No hace falta estar especialmente bien informado para saber que Mahmud Ahmadineyad, presidente de la República Islámica de Irán, es un consumado antisemita. Y no es cuestión de pareceres sino de hechos. Desde que llegó al poder hace casi cuatro años Ahmadineyad ha emprendido una delirante campaña internacional contra Israel. Se ha pronunciado de mil maneras negativas contra la única democracia de Oriente Medio y ha negado el Holocausto en numerosas ocasiones. La osadía de este islamista confeso, antiguo alcalde de Teherán, ha llegado hasta tal extremo que hace unos años se mostró partidario de borrar físicamente a Israel del mapa.

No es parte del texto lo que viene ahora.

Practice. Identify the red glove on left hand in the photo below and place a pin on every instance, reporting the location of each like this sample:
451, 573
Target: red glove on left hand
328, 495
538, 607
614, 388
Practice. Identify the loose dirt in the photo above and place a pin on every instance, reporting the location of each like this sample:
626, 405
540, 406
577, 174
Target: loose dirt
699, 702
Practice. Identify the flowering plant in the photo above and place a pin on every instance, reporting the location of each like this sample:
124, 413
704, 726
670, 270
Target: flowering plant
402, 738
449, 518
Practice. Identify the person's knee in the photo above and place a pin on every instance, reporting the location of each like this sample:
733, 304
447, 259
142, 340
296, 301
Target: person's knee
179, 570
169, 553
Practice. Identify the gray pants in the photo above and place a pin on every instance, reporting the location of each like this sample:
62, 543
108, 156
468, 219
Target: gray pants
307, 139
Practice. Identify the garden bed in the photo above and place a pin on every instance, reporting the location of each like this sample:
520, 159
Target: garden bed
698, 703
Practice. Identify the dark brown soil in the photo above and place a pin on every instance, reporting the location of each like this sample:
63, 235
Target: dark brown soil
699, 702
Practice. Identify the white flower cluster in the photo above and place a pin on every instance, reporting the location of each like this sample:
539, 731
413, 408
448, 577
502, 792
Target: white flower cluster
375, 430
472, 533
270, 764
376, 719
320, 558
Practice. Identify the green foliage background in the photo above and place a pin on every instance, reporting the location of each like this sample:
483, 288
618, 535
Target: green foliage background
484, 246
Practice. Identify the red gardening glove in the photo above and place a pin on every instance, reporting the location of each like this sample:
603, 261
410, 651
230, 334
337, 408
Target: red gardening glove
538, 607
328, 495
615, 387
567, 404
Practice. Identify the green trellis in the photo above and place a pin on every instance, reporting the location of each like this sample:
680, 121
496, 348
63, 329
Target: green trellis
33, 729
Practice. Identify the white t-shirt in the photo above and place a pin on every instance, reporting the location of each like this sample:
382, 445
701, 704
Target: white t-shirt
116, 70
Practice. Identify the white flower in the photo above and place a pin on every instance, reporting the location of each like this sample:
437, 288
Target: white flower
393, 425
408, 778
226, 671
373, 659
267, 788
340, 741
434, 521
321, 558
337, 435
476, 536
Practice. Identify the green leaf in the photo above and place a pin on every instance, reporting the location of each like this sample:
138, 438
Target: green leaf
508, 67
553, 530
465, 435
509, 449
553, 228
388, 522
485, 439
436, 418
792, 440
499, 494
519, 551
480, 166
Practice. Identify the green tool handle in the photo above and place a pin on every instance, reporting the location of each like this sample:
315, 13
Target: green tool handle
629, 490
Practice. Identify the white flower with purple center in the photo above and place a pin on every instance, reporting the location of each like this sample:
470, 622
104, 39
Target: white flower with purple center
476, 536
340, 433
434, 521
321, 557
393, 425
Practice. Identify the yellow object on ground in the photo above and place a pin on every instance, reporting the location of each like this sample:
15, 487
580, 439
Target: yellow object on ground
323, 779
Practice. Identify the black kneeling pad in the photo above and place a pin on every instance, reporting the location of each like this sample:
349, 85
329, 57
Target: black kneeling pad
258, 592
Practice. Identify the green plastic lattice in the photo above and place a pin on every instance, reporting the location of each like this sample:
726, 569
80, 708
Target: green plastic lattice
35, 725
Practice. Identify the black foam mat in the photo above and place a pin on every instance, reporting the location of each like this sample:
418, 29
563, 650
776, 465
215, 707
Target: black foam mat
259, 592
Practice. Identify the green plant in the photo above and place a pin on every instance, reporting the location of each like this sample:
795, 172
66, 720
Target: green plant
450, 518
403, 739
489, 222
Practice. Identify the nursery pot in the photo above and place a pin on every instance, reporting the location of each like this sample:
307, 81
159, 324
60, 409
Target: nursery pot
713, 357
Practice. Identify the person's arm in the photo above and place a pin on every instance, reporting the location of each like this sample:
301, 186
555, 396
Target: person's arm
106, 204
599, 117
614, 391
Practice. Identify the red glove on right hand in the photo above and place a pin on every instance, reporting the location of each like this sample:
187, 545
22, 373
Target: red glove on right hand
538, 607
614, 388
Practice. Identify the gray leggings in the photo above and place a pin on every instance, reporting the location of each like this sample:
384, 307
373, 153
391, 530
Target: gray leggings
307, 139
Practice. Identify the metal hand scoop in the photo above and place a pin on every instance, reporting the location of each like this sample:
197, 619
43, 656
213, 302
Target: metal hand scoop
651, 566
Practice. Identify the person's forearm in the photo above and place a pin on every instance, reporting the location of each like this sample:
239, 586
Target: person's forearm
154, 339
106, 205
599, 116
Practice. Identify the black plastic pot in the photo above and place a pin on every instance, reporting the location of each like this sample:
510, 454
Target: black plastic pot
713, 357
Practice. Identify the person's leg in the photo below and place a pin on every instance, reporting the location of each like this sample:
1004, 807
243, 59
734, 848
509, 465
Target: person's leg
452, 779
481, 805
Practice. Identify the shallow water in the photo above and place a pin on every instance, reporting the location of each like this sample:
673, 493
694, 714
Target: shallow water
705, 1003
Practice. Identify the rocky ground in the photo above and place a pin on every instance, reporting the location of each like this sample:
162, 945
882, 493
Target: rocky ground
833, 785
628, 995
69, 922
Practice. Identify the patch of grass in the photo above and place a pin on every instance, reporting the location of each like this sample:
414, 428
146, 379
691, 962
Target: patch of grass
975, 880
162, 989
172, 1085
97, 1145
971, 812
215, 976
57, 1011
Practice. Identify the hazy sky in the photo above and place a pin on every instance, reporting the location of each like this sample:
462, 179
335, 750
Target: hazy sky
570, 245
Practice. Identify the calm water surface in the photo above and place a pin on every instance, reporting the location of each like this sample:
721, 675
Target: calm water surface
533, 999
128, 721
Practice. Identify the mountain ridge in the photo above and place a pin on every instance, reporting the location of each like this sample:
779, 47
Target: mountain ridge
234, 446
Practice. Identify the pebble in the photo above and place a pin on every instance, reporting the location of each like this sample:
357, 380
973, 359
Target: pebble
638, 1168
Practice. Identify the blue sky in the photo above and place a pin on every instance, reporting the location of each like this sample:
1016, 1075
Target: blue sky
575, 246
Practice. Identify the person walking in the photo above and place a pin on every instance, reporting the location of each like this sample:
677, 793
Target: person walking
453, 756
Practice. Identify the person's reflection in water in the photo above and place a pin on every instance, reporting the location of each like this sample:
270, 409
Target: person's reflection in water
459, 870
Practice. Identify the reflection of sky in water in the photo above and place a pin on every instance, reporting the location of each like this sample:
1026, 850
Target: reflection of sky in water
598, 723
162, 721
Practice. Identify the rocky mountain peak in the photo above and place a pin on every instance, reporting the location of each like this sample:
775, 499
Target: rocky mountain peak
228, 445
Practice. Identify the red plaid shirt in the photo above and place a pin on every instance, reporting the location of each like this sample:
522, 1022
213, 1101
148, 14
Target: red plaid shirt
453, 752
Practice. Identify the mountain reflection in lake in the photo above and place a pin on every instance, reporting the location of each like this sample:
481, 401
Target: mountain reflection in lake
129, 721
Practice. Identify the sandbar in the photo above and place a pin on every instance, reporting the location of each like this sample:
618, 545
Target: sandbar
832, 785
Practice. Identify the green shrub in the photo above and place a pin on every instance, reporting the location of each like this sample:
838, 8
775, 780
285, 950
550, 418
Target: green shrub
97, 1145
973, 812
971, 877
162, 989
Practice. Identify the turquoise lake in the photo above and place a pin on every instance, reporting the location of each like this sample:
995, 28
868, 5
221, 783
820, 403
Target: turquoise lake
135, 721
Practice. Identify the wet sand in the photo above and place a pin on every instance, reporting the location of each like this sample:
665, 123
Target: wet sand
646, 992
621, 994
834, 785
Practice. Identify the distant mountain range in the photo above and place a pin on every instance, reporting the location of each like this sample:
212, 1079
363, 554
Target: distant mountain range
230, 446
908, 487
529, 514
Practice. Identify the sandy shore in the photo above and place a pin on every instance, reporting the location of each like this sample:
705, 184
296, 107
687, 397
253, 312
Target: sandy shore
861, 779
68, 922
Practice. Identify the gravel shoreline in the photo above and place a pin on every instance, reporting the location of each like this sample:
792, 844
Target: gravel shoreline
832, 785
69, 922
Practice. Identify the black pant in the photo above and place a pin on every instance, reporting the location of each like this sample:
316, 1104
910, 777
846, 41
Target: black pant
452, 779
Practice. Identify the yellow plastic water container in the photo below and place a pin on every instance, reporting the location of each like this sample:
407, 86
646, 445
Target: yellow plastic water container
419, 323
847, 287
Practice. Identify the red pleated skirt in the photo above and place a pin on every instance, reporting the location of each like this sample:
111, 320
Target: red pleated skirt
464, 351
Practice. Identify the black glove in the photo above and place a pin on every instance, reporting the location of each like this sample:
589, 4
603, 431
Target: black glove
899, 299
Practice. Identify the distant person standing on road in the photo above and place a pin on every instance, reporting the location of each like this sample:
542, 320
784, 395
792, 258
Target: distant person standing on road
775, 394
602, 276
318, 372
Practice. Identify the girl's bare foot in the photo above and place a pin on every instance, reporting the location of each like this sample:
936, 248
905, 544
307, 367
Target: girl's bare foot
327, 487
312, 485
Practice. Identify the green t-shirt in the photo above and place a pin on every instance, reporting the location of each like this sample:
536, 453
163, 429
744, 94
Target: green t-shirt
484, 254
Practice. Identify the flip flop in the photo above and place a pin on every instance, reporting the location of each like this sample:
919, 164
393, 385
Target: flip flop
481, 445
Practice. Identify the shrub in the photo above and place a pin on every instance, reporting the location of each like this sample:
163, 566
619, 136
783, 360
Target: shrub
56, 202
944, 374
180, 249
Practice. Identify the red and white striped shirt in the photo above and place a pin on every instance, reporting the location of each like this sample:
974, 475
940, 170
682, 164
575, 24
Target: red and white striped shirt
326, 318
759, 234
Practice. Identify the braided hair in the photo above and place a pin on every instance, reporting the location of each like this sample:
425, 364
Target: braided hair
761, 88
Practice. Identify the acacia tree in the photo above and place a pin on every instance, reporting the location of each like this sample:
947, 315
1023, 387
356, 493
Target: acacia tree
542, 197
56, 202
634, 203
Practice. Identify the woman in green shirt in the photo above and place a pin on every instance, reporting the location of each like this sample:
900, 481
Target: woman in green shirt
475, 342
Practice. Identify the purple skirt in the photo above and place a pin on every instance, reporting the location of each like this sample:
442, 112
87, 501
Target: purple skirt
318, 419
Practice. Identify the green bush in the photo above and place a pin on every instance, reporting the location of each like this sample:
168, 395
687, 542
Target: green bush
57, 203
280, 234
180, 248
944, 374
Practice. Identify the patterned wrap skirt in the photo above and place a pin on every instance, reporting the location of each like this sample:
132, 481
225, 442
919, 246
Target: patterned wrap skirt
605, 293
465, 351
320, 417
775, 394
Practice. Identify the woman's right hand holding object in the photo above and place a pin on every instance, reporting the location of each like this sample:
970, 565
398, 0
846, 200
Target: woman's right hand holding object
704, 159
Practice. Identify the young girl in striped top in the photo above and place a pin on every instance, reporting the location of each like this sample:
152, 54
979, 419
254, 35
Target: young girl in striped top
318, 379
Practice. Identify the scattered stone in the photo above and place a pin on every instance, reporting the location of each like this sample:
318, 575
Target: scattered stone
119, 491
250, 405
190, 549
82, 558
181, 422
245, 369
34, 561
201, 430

Tales son sus credenciales y nadie a estas alturas puede llevarse a engaño con él. Nadie a excepción de la ONU de Ban Ki-moon que, siguiendo la estela de Kofi Annan, su predecesor en el cargo, pone a su disposición la tribuna de Naciones Unidas a cualquiera. Lo hace, además, en la conferencia sobre el racismo, cargada de simbolismo pero totalmente improductiva, tanto la que se celebró en Durban en 2002 como la que está teniendo lugar ahora en Ginebra. Ban Ki-Moon, un secretario general cuyo primer objetivo al acceder al cargo fue limpiar y adecentar la Secretaría General de la ONU no debería cometer errores de este calibre, y más cuando las Naciones Unidas padecen una severa crisis de legitimidad desde hace más una década.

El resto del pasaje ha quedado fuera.